Some stand-out things in this episode:
- Have I mentioned Garak? If I haven't, allow me to rectify the situation. This episode never comes right out and say that the "plain, simple tailor" schtick is pure bullshit. Instead, they let Andrew Robinson's acting and a few throw-away comments carry it. Fail to pay attention, and you may actually end the episode with a feeling of unease because Garak just might be telling the truth.
- Dr. Bashir's puppy-like excitement that Garak has singled him out for practicing his Cardassian mind-game fu and the eyerolling this excitement causes among the entire senior staff, thus launching approximately a billion Bashir/Garak slash fics.
- The first hint that Chief O'Brien may have more in common with the the former Bajoran resistance fighters than we've been led to believe, and the fact that he automatically sympathizes with terrorists both past and present — provided they're wanted only for "killing Cardies."
- The seamless integration of the Duras sisters into the plot, giving them a damn good reason to be on DS9, and effectively showing just how far their fortunes (and their honor) have fallen. Given this is first season and that the Duras sisters were Next Generation characters, this is clearly a case of stunt casting, but it's good stunt casting.
- The effective conversation between Odo and Sisko over whether or not to preemptively turn the Duras sisters over to the Klingons. Odo (unsurprisingly) is all for bunging them into a cell. Sisko says that Odo can't because the Duras sisters haven't committed any crimes in Federation territory (yet).
- The fact that when Odo wants to spy on suspicious characters, he turns into a rat. I mean, think about it. It's a sign that rats may actually have occupied a few Federation space stations. How nice to know that when humans took to the stars, they probably took some rats with them.
- For once, when a regular character states that they hate having the Federation around to prop up their society and protect their planet from hostile outside interests (helloooooo Cardassians who keep drooling over the wormhole), you actually believe them. I give DS9 a lot of kudos. Kira's dislike of the Federation was so well-established in the pilot, and her irritation with Sisko in the previous episode was so clear, that when Kira says she doesn't like the Federation presence any more than the guest baddie, it actually sounds like the character honestly holds that sentiment.
- The fact that, at the end of the day (and by that, I mean the end of the series and not the end of the episode), every accusation our guest baddie levels at Kira during his little emotional beatdown/mind game turns out to be more than prescient. It's also 100% correct.
- Kira's tireless politicizing on behalf of the guest baddie, which includes harassing government ministers to grant amnesty, loudly "lobbying" Sisko to grant sanctuary, and going right over Sisko's head to Starfleet when it looks like Sisko isn't going to "do the right thing."

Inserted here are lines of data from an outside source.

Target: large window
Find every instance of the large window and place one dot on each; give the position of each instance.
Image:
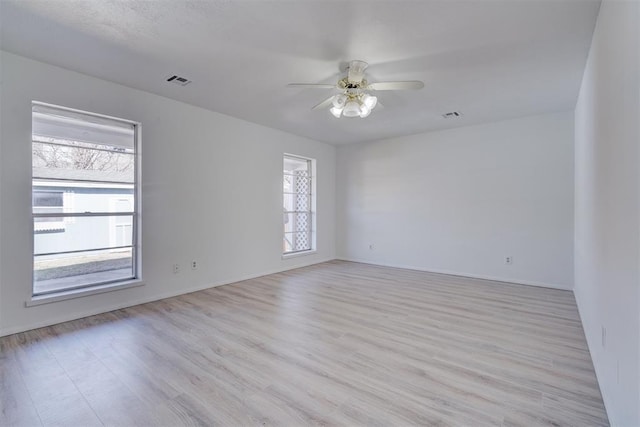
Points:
(299, 205)
(84, 200)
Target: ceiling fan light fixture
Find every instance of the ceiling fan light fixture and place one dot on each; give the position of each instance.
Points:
(370, 101)
(337, 112)
(352, 109)
(339, 101)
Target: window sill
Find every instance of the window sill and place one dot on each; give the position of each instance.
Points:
(297, 254)
(78, 293)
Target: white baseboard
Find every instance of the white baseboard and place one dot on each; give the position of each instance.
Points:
(87, 313)
(461, 274)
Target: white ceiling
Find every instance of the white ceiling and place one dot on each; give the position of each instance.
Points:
(489, 59)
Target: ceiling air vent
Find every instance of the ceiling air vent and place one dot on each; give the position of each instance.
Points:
(179, 80)
(452, 115)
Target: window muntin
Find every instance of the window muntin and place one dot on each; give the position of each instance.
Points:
(84, 193)
(298, 201)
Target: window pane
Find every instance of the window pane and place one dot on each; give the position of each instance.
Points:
(83, 174)
(54, 273)
(62, 124)
(297, 222)
(47, 198)
(85, 233)
(297, 202)
(297, 241)
(55, 161)
(82, 197)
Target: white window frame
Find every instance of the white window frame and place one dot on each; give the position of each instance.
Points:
(312, 206)
(69, 217)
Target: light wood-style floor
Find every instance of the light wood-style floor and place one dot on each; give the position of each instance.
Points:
(337, 343)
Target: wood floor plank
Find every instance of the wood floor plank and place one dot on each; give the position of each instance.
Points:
(337, 343)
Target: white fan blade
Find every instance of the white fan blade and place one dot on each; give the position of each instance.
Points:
(324, 104)
(396, 85)
(356, 71)
(310, 86)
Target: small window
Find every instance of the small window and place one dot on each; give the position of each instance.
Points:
(299, 205)
(84, 199)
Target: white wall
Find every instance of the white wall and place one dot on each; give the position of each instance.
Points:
(211, 192)
(607, 215)
(459, 201)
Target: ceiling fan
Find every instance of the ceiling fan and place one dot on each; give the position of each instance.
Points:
(354, 99)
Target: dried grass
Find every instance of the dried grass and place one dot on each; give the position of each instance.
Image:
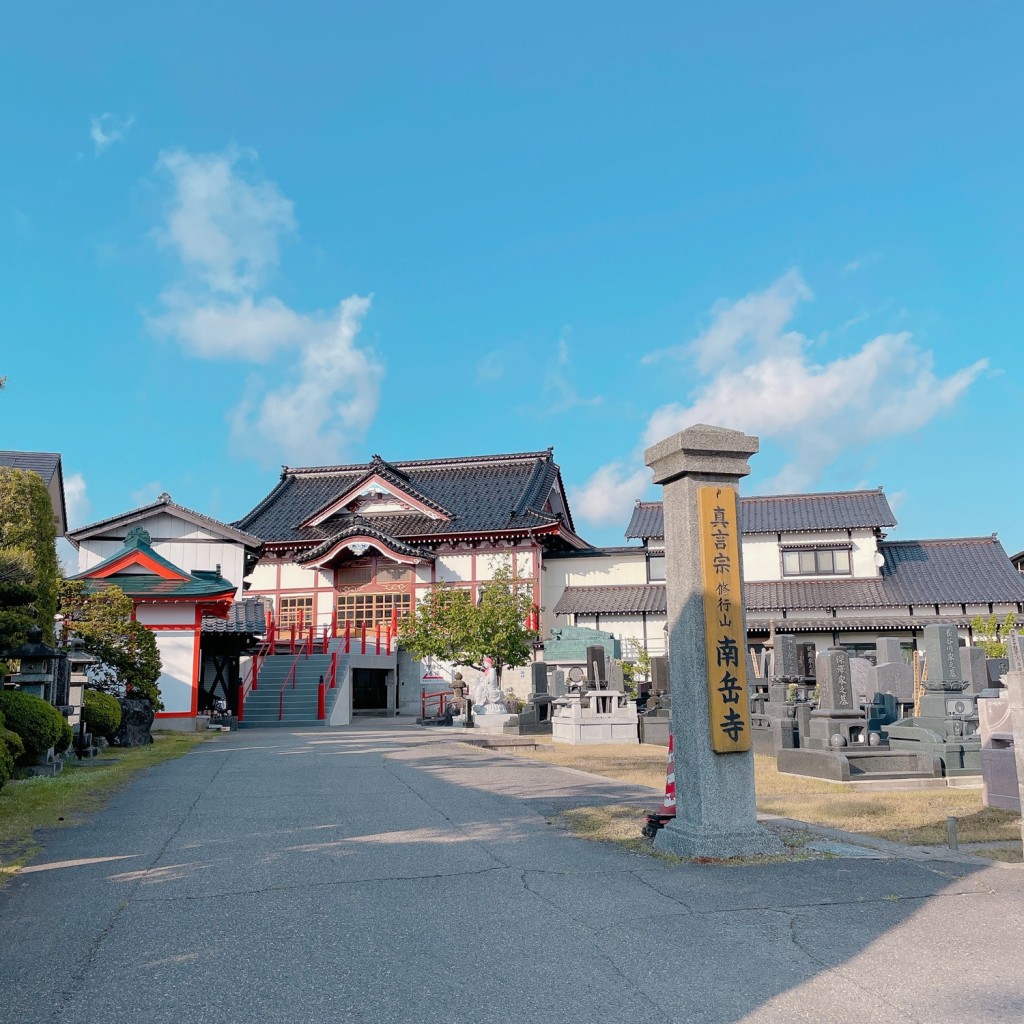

- Federation arrogance once more raising its ugly head. An admiral dresses down Sisko because "that Bajoran woman who works for you" bothered her in the middle of a staff meeting and complained about Sisko's command tactics. Note that she not only doesn't bother to remember Kira's name, she pegs Kira as Sisko's employee.
- Sisko unapologetically threatening to rip Kira's head off if she ever tries to appeal to his superior officers because she disagrees with him.
Although there's not a whole lot of suspense in the episode, the ride is a good one and it's entertaining. No one carries the idiot ball for even a second. Everyone's motivations and cross-motivations make sense. And everyone seems solidly in character for first season DS9. Overall, a good first season episode.